Hacker News down, unwisely returning HTTP 200 for outage message
As people mentioned this site is an exception to how to do things, in that PG actively does not care about search engine results. However, for the people who are interested, here's a few ways you can handle a situation like this.
1. If you add the "max-stale" header to your content you can tell your CDN to hold on to things longer in the event of an outage. What happens is that the CDN will look at the cache time you set and check in as normal when that expires, but if it gets back no response or a 503 code (server maintenance status code- if you work with CDNs this is your friend!) it will continue serving the stale content for as long as you tell it.
2. Lets say you're beyond that, or your site is too dynamic. Instead of setting up an error page that responds to everything, setup a redirect with the 302 status code (so crawlers and browsers know it's a temporary thing). Point that redirect at an error page and you're golden. The best part is these types of requests use minimal resources.
What I do is keep a "maintenance" host up at all times that responds to a few domains. It responds to all requests with a redirect that points to an error page that issues the 503 maintenance code. Whenever there's an issue I just point things at that and stop caring while I deal with the problem. I've seen webservers go down for hours without people realizing anything was up, although with dynamic stuff everything is obviously limited. The other benefit to this system is that it makes planned maintenance a hell of a lot easier too.
Oh, another thought- you can use a service like Dyn (their enterprise DNS) or Edgecast to do "failover dns". Basically, if their monitoring systems notice an issue they just change your DNS records for you to point at that maintenance domain. You can also trigger it manually for planned things.
This was all me. I probably should have thought about it more, but just wanted to make it clear we knew something was wrong and were working on it. Load was not a concern.
Though the article is correct, with everything else that was going on response codes and cache headers were the least of my worries.
I think the best takeaway is that you will go down at some point, so it's best to have a reasoned plan in place for when you do. Handling it in the heat of the moment means you'll miss things.
HTTP 200 = "Cloudflare, please cache this status message instead of passing through a million requests to our dead server while it's busy restoring a backup".
PG doesn't care about HN's search listings, so there's no drawbacks to doing that.
Browsers tend to cache 200 OK responses. When HN came up (as reported on Twitter) I kept getting the error page until I bust the cache and reloaded. Yup, that's what 200 OK for an error page can cause. A regular reload will still show your _down_ page
I know that pg "actively does not care about search engine results", but HTTP spec has other applications besides Google pagerank. It's hard to build amazing new technologies and improve the Web if people keep ignoring the standards without a good, technical reason. Please, for the sake of the example set to others, send the proper HTTP codes.

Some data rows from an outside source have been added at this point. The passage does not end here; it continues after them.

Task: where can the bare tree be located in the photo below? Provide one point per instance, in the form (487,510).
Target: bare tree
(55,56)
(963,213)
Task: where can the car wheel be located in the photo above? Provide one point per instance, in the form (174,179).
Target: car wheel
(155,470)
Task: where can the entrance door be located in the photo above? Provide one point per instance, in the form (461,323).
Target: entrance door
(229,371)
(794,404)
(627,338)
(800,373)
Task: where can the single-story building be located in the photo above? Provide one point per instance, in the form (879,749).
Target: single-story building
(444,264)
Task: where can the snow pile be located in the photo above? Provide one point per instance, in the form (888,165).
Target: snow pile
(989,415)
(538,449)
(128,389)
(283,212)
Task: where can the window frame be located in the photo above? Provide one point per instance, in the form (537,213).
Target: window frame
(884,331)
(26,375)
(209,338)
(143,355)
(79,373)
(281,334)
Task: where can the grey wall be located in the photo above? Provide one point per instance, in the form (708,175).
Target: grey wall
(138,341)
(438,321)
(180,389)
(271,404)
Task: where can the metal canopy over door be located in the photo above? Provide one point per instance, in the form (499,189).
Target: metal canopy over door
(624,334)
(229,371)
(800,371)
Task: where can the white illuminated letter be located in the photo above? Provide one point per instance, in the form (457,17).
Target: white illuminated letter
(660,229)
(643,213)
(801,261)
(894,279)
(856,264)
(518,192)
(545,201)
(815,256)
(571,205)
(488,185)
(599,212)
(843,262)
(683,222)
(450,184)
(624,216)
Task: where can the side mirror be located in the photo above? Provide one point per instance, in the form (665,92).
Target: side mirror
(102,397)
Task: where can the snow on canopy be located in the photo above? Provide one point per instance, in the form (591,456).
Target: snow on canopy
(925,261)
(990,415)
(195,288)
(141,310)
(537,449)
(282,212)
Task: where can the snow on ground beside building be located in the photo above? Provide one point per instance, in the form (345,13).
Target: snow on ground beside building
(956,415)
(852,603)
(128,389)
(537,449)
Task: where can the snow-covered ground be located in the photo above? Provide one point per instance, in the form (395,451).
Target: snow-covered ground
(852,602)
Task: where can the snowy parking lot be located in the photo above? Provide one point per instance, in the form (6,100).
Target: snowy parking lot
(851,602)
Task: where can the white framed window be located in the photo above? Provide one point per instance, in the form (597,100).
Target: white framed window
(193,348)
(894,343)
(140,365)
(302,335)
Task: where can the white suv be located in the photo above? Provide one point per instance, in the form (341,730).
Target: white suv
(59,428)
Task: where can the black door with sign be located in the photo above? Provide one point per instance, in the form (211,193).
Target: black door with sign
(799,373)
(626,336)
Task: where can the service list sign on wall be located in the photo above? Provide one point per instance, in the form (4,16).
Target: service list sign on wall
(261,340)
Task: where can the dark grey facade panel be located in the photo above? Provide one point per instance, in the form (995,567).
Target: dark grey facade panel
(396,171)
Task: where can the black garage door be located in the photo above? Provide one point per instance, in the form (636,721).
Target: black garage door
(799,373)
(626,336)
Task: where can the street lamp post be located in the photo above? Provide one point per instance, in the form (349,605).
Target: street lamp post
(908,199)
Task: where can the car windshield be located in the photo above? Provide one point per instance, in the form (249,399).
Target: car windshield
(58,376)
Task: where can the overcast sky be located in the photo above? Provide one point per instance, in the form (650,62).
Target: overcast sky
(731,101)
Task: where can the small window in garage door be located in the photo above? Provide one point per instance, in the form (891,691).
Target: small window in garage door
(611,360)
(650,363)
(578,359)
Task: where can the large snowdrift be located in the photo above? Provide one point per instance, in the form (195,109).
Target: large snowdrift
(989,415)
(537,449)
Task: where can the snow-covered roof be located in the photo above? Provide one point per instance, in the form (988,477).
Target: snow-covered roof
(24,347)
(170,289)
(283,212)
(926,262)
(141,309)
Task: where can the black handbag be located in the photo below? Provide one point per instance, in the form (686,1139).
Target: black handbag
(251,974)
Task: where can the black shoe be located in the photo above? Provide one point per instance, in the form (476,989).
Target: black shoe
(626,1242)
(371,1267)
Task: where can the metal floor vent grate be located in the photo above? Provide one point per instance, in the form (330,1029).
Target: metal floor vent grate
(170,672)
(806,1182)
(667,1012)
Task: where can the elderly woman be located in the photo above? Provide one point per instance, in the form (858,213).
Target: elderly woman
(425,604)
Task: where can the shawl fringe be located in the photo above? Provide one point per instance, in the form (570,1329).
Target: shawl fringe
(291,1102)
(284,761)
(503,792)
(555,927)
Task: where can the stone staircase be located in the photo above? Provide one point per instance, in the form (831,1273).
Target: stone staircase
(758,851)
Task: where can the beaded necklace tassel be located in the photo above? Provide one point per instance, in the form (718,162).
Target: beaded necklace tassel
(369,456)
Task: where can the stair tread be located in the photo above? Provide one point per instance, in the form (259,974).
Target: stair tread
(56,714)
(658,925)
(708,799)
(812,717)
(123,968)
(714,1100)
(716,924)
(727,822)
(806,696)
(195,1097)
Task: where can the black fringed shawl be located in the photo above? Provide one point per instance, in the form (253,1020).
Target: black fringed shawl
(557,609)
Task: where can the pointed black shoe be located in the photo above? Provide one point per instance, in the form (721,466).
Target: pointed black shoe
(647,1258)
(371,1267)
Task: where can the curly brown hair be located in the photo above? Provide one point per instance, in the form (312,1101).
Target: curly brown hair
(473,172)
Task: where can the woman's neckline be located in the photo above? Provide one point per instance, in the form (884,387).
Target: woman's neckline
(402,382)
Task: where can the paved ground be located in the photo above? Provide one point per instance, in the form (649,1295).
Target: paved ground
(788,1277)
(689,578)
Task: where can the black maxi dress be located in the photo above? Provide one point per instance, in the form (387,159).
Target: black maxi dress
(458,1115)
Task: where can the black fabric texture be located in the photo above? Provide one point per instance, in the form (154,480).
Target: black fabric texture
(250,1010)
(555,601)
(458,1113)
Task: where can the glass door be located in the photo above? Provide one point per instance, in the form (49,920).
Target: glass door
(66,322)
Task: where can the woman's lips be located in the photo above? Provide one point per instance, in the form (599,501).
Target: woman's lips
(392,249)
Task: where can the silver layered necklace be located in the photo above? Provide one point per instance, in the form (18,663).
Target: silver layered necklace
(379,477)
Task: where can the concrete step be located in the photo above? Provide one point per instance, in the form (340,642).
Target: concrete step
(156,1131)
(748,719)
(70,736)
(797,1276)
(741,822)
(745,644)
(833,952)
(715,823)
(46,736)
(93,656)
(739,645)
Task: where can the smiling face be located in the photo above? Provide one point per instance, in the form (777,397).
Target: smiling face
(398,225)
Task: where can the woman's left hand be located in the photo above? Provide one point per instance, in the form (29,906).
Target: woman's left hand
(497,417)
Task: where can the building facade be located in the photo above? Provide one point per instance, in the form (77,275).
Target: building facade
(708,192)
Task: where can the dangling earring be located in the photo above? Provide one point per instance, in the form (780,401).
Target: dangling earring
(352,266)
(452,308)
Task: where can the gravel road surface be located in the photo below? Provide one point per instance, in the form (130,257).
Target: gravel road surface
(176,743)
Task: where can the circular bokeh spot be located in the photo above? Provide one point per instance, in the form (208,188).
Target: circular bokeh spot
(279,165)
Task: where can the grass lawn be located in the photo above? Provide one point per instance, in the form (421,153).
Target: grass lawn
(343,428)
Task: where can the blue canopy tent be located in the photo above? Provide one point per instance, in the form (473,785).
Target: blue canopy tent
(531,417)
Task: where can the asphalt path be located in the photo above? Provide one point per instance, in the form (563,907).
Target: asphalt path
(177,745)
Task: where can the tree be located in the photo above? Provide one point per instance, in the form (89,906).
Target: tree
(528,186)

This isn't bad for just Google. RSS aggregators were also getting the "everything's fine" message. I thought I had a bug in my aggregator until I went to the site and realized it was down.
He's right that for most sites this would be undesirable, but PG has stated that they aren't looking for a lot of Google traffic. But then, just because it doesn't matter to PG doesn't mean it doesn't matter at all.
I've more than once found myself Googling old HN threads I'd like to find, but can't. Google's search (and site search) is miles better than HN's, but HN intentionally limits Google's crawl rate, thus limiting the amount of content crawled and indexed.
Just hit HN this morning and got the downtime message. Then I remembered this post and did a hard refresh to get back to normal. Browsers certainly aggressively cached it.
I am not a news junky, but I realized how dependent my newsfeed is from Hacker News. Seeing about 6-8 times the outage message reminded me on why I keep coming back and reading the quality entries of these forums.
Welcome back, HN - I had an unusually productive (yet unstimulating) day at the office.
I was 8% more productive today. Down-vote at will.
BTW I just realised that Chrome has been serving me a cached version of HN the whole time. Didn't realise it was up again. When did it go back on-line? An hour ago? More?
By the way, HN still says it is down at this url
@HNStatus helped keep me updated but it wasn't posted on the maintenance page until the end of the day for everyone.
Now i know why i had to refresh when i first opened HN 10 minutes ago even though it was up at that time.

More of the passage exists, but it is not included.